En matière de signalisation de sécurité, l'arrêté du 4 novembre 1993 (JO 17 décembre 1993) fixe des prescriptions concernant l'information ou la formation des salariés.
La signalisation de santé et de sécurité est mise en œuvre "tous les fois que sur un lieu de travail un risque ne peut pas être évité ou prévenu par l'existence d'une protection collective ou par l'organisation du travail ", sans préjudice des obligations de signalisation en matière d'évacuation, de premier secours, de lutte contre l'incendie, de substances et préparations dangereuses et de certains équipements de travail spécifiques (art. 2 de l'arrêté).
C'est à l'employeur de déterminer la signalisation de santé et de sécurité à installer et à utiliser après avoir consulté le CHSCT ou, à défaut, les délégués du personnel (art. 4).
"Les travailleurs sont informés de manière appropriée sur les indications relatives à la sécurité ou à la santé fournies par la signalisation et la conduite à tenir qui en résulte. Le chef d'Etablissement doit faire bénéficier les travailleurs d'une formation adéquate, comportant, en tant que besoin, des instructions précises concernant la signalisation des panneaux, des couleurs de sécurité, des signaux lumineux et acoustiques.
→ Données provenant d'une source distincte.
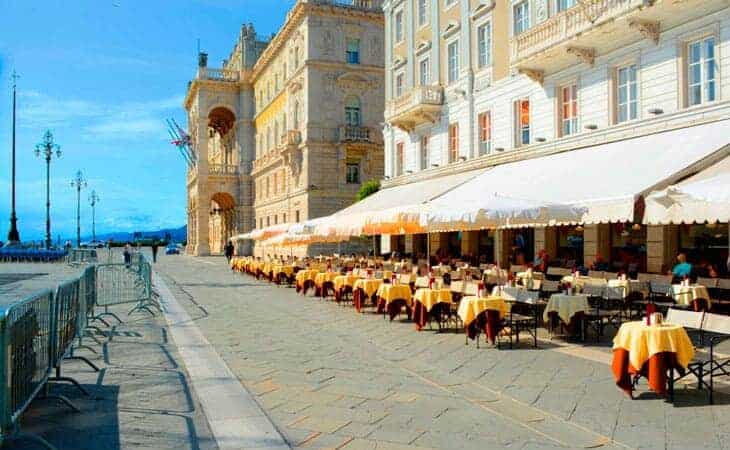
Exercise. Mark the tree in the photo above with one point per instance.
(368, 188)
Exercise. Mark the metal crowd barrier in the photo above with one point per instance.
(82, 256)
(39, 332)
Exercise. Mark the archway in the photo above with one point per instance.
(222, 222)
(221, 123)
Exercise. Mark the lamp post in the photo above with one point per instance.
(78, 183)
(13, 235)
(93, 200)
(46, 149)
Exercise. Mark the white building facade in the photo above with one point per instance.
(477, 83)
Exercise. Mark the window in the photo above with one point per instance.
(398, 158)
(422, 12)
(424, 72)
(353, 51)
(399, 26)
(485, 133)
(568, 110)
(626, 94)
(453, 61)
(484, 45)
(352, 174)
(352, 111)
(521, 17)
(399, 84)
(424, 152)
(522, 112)
(453, 142)
(701, 71)
(565, 4)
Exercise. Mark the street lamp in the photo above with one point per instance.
(93, 200)
(46, 149)
(13, 235)
(78, 183)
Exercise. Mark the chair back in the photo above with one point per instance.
(550, 286)
(685, 318)
(716, 323)
(596, 274)
(514, 268)
(471, 288)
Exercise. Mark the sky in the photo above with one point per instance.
(103, 75)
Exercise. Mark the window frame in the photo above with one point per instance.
(452, 71)
(573, 121)
(453, 146)
(482, 131)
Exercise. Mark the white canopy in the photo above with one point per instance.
(596, 184)
(704, 197)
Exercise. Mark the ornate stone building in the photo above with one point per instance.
(287, 130)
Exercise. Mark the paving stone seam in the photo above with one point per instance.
(226, 432)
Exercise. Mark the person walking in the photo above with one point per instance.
(127, 254)
(229, 251)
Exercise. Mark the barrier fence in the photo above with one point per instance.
(40, 331)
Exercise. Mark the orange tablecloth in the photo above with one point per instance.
(649, 351)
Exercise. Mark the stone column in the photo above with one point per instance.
(202, 247)
(662, 246)
(502, 247)
(470, 243)
(596, 240)
(546, 238)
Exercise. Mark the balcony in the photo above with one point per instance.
(419, 105)
(207, 73)
(349, 133)
(596, 27)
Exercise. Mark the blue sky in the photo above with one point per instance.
(103, 75)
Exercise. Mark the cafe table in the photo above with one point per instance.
(425, 301)
(482, 314)
(568, 308)
(686, 295)
(364, 288)
(392, 298)
(322, 281)
(650, 351)
(342, 283)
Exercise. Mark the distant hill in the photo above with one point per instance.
(176, 234)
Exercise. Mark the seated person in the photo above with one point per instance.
(683, 269)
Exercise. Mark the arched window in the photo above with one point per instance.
(295, 115)
(352, 111)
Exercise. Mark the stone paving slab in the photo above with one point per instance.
(306, 360)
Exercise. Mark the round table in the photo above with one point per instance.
(649, 350)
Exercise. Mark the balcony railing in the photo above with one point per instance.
(569, 24)
(418, 105)
(223, 169)
(207, 73)
(349, 133)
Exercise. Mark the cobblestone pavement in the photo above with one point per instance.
(331, 378)
(140, 399)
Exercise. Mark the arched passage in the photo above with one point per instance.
(222, 223)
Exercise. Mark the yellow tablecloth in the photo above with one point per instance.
(368, 285)
(344, 280)
(286, 269)
(643, 342)
(305, 275)
(566, 306)
(471, 306)
(685, 294)
(323, 277)
(429, 297)
(391, 292)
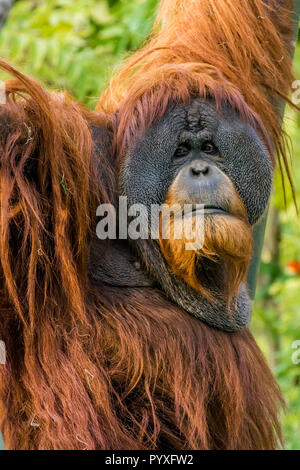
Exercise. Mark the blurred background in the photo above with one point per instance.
(74, 45)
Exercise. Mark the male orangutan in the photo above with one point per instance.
(142, 344)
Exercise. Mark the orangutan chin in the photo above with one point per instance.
(141, 344)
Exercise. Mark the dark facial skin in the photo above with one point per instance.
(210, 156)
(195, 136)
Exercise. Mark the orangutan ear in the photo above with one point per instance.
(102, 163)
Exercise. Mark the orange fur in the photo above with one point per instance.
(227, 240)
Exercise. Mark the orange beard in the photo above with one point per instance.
(227, 243)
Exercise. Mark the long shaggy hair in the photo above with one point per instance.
(96, 367)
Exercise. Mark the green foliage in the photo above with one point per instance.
(276, 316)
(75, 45)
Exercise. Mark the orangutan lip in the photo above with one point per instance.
(214, 210)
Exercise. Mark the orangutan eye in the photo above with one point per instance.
(182, 151)
(209, 147)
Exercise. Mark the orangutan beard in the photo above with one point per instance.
(219, 264)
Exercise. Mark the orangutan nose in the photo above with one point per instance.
(199, 169)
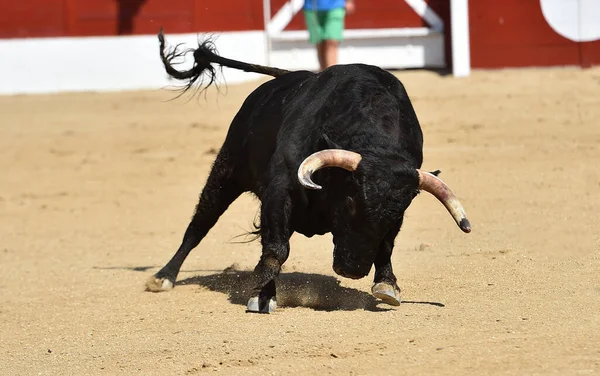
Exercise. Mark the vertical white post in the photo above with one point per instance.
(461, 50)
(267, 21)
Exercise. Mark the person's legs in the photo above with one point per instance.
(333, 34)
(314, 21)
(321, 49)
(330, 53)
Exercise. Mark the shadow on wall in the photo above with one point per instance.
(128, 9)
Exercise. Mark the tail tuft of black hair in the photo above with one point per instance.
(205, 56)
(201, 75)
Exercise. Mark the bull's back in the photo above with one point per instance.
(253, 133)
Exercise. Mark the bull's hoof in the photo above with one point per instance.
(256, 305)
(389, 294)
(156, 284)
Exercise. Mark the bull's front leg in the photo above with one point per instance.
(275, 236)
(384, 283)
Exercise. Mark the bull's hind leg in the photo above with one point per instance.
(220, 191)
(275, 236)
(384, 283)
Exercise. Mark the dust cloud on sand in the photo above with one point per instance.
(97, 189)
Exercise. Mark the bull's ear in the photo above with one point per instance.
(326, 143)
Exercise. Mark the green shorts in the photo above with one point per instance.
(325, 24)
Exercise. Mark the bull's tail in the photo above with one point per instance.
(204, 56)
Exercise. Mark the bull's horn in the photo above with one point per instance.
(434, 185)
(348, 160)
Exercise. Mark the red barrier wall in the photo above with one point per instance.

Cette formation doit être renouvelée aussi souvent qu'il est nécessaire" (art. 5).

Financement des actions de formation
La dépense de formation à la sécurité prévue à l'article L231-3-1 est par principe non imputable sur la participation des employeurs à la formation professionnelle, sauf quand cette formation s'insère dans le cadre d'actions de formation professionnelle continue entendues au sens de l'article L900-2 du Code du travail.
La circulaire du 16 octobre 1980 précise la distinction entre les formations imputables et non imputables :
- les actions de formation qui permettent aux salariés d'accroître leur expérience en matière de sécurité, d'hygiène et de prévention des accidents professionnels, dans le cadre d'un stage de formation professionnelle continue, sont imputables sur le montant de la participation ;
- la formation pratique appropriée à la sécurité du travail au sein de l'établissement employeur et mise à la charge de ce dernier en tant qu'obligation légale n'est pas imputable sur le montant de la participation.